I modi per trasformarlo, oggi, sono, per loro natura, assai più sofisticati di quanto ci si poteva aspettare nel Novecento. Allora c’era l’illusione dello strappo, della programmazione concettuale, dell’alterigia antropomorfica. Ora c’è l’esigenza di ascoltare il passato, di recuperarlo rinnovandolo, di trovare un punto d’incontro tra la natura (il suo corpo, i suoi suoni, i suoi strumenti) e la civiltà. E se la natura sonora nel corso dei secoli aveva condotto ad alcune scoperte, non ha senso buttare a mare tutto. Né a senso dichiarare di rifarsi al passato, studiarlo, magari conoscerlo, ma tenerne distanti le prassi, le convenzioni, i codici come se fossero appestati, solo perché, nella concezione deterministica e futuristica, vengono da un flusso che si vuole interrompere. Piuttosto, ogni volta, nelle sfumature, nei dettagli, nel rigore e nella sapienza complessiva di un brano, continuiamo a custodire il vero e unico valore dell’opera d’arte: la sintesi di un patrimonio collettivo che, pur attingendo da ambiti universalmente sedimentati in convenzioni collettive, riesca a stupire, a superarsi, a commuovere, a far pensare. Lo strutturalismo nelle sue posizioni “talebane” assomiglia molto ai dogmi politici, religiosi e culturali che inquinano il mondo.
Comporre oggi significa rivolgersi alla nostra civiltà e aprirla al diverso, alla molteplicità e alla complessità attraverso una faticosa ed entusiasmante ricerca di un punto d’incontro, di un punto di equilibrio, instabile, perché continuamente perfettibile.
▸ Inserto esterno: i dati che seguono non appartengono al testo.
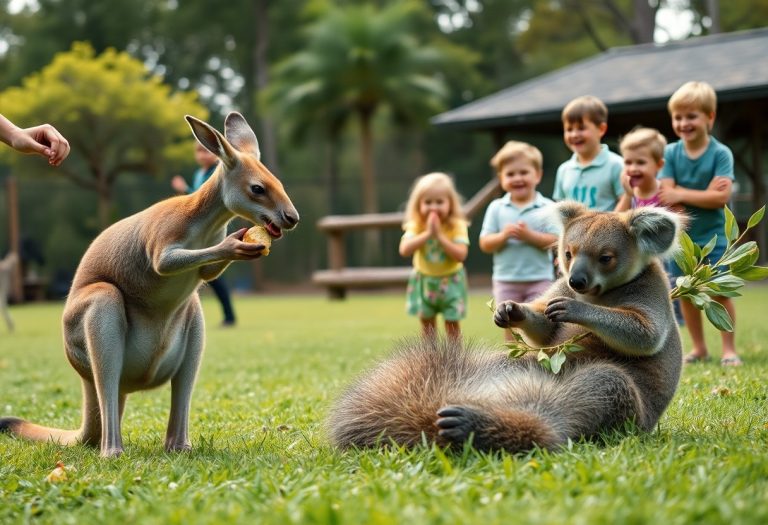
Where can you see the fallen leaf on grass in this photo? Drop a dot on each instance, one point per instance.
(58, 474)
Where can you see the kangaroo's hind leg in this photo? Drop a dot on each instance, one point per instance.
(95, 329)
(183, 381)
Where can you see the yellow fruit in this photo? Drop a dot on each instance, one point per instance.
(259, 235)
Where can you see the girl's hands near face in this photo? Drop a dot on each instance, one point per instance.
(433, 223)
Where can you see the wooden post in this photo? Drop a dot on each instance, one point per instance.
(17, 289)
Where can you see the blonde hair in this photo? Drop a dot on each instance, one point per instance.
(586, 107)
(644, 138)
(432, 181)
(514, 149)
(694, 94)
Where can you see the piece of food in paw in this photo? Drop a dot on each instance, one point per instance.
(259, 235)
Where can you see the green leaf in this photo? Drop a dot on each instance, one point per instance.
(745, 262)
(731, 226)
(543, 359)
(756, 217)
(726, 282)
(700, 300)
(755, 273)
(707, 249)
(718, 316)
(685, 259)
(556, 361)
(733, 256)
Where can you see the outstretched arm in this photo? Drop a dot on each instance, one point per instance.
(626, 330)
(530, 318)
(176, 259)
(43, 140)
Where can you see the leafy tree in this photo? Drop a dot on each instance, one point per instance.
(117, 117)
(356, 61)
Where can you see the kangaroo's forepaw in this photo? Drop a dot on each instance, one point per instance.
(508, 314)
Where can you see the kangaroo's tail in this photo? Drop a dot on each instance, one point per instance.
(26, 430)
(444, 393)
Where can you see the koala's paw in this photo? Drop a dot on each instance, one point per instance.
(508, 314)
(562, 310)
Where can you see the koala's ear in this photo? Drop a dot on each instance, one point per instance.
(569, 210)
(655, 229)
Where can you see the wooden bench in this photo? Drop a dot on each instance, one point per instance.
(338, 278)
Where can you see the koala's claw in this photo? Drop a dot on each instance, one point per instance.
(508, 314)
(558, 309)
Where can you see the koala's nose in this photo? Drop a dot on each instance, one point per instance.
(578, 282)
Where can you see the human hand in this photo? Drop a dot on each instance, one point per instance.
(43, 140)
(433, 223)
(179, 185)
(517, 230)
(669, 196)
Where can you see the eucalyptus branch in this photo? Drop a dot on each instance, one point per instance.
(702, 281)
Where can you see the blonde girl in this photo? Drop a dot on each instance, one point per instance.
(436, 237)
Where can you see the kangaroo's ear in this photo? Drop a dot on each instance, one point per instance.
(655, 229)
(566, 211)
(240, 134)
(213, 141)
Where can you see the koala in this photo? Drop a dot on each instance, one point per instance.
(613, 288)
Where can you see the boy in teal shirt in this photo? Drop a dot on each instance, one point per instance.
(698, 174)
(592, 175)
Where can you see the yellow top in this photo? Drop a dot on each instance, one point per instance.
(431, 259)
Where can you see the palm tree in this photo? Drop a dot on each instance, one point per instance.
(356, 61)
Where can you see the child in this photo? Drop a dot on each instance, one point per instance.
(698, 174)
(516, 230)
(592, 175)
(643, 153)
(436, 236)
(207, 165)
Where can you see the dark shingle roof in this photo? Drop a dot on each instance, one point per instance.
(628, 79)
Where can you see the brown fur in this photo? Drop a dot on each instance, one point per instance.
(628, 372)
(133, 320)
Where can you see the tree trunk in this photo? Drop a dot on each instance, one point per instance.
(644, 23)
(104, 193)
(713, 12)
(370, 204)
(372, 239)
(267, 140)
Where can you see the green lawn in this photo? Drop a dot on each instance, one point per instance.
(261, 456)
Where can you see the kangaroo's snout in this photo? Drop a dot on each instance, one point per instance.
(290, 218)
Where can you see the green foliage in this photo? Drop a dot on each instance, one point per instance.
(704, 280)
(117, 117)
(261, 454)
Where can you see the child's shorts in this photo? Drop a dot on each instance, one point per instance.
(428, 296)
(519, 292)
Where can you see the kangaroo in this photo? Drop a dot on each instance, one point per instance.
(613, 287)
(133, 319)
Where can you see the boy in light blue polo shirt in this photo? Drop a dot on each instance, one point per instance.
(517, 228)
(592, 175)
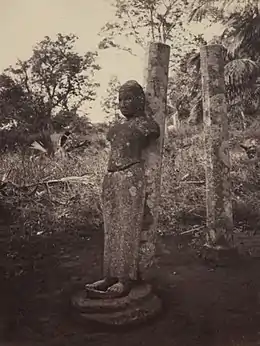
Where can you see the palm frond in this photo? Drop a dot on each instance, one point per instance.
(241, 73)
(243, 32)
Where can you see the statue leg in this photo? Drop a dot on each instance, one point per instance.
(123, 205)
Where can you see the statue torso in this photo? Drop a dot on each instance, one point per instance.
(128, 140)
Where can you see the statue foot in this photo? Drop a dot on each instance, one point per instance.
(101, 285)
(120, 288)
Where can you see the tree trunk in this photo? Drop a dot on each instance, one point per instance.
(217, 165)
(156, 80)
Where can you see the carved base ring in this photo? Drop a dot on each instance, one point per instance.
(138, 306)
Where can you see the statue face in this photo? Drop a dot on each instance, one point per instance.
(131, 99)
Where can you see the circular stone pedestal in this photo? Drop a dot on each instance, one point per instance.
(138, 306)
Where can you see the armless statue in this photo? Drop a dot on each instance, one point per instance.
(123, 195)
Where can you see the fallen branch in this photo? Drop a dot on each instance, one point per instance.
(192, 230)
(72, 179)
(193, 182)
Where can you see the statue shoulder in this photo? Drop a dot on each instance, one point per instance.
(150, 127)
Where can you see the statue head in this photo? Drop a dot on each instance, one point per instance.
(131, 99)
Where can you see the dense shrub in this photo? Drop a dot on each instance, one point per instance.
(41, 200)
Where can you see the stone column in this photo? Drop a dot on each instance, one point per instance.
(217, 159)
(155, 85)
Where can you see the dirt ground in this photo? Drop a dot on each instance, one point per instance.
(204, 305)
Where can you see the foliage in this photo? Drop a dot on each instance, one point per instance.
(142, 21)
(110, 101)
(47, 91)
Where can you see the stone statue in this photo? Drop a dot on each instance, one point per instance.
(124, 192)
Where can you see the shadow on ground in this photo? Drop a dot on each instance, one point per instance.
(203, 305)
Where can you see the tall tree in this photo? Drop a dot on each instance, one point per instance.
(141, 21)
(56, 78)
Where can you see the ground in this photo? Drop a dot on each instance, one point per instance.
(204, 305)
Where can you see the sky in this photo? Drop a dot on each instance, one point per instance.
(23, 23)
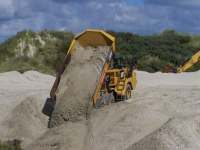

Senza correre dietro al pubblico, ma senza neppure snobbarlo o, peggio, manipolarlo. Per dar vita a una società multietnica, aperta, che guardi alla cultura, all’arte e all’istruzione come mezzi per creare una società più giusta, che ritenga la bellezza non un privilegio di pochi ma un patrimonio collettivo da tutelare, sul quale modellare forme di vita più umane, una produttività che non si scontri con i diritti primari di ogni individuo e che non cerchi di distruggere gli altri e il pianeta. Insomma, musica e ricchezza non si scontrano. Bellezza e profondità non collidono. Ampio pubblico e preziosità di proposte non sono un’utopia.